Parue dans Le Nouvel Économiste



Quand deux êtres abîmés par la vie retrouvent le bonheur d’aimer





En toute subjectivité, par Frédéric Thiriez

 


Éditions Michel Lafon, 2023








Lui, Gary, plonge dans toutes les mers du globe depuis 25 ans. Il a commencé à quatre ans et en a fait son métier depuis. “La mer est mon grand amour.”


Mais il porte en lui une blessure encore vive : le divorce d’avec sa femme, qui n’a pas supporté l’infertilité de leur couple et l’en a rendu responsable. Il saigne à nouveau lorsque, au cours d’une mission à la Réunion où il doit encadrer en plongée des biologistes marins, il découvre que la responsable de l’équipe scientifique n’est autre que son ex-femme et que, de surcroît, elle est remariée et enceinte. C’en est trop pour Gary, qui décide de tout lâcher et de rentrer en métropole. “Je n’avais fait qu’entretenir l’amertume de notre histoire ces dernières années… Mais je sentais que j’étais enfin prêt à réagir, à me ressaisir. En tout cas, à tenter de reprendre ma vie en main.”

 

“Mari disparu”

Elle, Erin, vit à Saint-Malo avec ses trois enfants. Comme l’autrice. Elle tient le bar de L’Odyssée, dont elle a hérité de ses parents. Elle aussi a été abîmée par la vie, même si elle fait face courageusement pour protéger ses enfants : son mari a disparu sans laisser de trace il y a sept ans. Juste une lettre, qu’elle a cachée à ses enfants. “Je vais vivre pour moi Erin. Je vais faire tout ce que j’ai toujours eu envie de faire. Être libre. Sans attache… Ne me cherche pas. Interdis aux enfants de le faire, même quand ils seront grands.”

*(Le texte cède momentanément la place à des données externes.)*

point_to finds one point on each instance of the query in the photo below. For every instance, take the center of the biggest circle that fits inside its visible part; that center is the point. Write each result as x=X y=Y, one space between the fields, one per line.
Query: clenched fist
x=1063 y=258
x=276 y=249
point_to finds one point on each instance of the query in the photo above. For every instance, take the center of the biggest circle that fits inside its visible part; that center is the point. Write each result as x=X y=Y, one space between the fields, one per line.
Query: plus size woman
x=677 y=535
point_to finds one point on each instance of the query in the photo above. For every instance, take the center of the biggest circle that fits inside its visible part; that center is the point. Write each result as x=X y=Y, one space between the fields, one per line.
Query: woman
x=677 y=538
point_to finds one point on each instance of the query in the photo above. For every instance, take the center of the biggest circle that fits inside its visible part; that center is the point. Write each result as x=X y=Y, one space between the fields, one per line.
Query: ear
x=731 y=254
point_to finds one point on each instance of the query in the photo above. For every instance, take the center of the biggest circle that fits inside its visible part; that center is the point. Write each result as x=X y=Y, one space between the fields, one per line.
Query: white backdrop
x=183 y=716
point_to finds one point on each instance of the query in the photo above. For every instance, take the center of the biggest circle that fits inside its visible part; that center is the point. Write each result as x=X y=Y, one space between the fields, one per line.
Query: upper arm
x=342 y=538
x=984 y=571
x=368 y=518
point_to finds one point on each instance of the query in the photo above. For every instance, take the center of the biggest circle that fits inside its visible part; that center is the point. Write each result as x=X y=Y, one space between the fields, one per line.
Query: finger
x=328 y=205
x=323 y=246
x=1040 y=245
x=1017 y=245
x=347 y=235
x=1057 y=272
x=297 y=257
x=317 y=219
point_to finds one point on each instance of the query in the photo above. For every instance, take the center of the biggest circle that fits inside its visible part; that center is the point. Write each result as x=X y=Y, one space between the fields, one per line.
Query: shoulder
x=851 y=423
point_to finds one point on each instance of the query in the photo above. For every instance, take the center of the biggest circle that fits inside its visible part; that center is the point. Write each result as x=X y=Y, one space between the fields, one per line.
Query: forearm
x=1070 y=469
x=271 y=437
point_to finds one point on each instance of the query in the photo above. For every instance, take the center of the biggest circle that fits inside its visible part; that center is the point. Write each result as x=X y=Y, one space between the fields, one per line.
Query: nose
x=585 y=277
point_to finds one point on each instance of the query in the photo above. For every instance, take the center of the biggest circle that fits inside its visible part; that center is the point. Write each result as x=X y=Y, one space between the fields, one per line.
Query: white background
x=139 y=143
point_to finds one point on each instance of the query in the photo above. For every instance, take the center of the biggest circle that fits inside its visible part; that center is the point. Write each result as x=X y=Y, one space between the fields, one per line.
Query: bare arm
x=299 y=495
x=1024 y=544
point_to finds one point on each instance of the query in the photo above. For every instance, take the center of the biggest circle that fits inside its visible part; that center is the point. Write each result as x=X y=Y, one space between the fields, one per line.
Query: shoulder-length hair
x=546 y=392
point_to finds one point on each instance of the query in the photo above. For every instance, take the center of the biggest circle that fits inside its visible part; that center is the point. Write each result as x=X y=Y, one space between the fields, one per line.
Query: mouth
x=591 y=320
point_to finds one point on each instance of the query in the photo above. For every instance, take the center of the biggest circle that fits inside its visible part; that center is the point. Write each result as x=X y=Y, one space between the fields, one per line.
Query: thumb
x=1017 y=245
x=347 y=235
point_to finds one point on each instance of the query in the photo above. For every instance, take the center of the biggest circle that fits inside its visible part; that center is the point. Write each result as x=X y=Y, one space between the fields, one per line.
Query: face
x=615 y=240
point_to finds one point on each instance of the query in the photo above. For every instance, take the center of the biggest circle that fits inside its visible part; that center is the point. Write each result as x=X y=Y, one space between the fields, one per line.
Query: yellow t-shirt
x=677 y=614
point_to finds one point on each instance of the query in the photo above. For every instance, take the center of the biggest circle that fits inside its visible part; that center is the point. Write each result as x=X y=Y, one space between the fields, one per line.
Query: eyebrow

La disparition est pire que la mort : “Un mort existe et laisse une empreinte, une trace de son passage sur terre. Un disparu, non. Un disparu, c’est comme s’il n’avait pas existé. Comme si son existence était fantasmée, n’avait jamais été réelle. Un disparu devient une chimère, un être mythologique.” Pour se libérer de son emprise, Erin prend enfin la décision que lui suggère sa famille : divorcer.

  

Vous, lecteur, avez déjà compris que ces deux-là vont se rencontrer… Vous devrez découvrir sans moi comment et pour quel résultat. Sachez juste que le “mari disparu” d’Erin y aura son rôle et nourrira les rebondissements dramatiques de la deuxième partie du roman, jusqu’à sa toute fin.

 

Servi par une belle écriture, le nouveau roman d’Agnès Martin-Lugand, psychologue de formation, décrit avec profondeur et délicatesse la palette des sentiments humains, les forces et les failles de chacun, il nous parle de l’amour, du désir d’enfants, de l’amour maternel, de l’amour filial, des liens du sang et des liens du cœur, mais aussi de l’emprise et de l’amour toxique. À lire !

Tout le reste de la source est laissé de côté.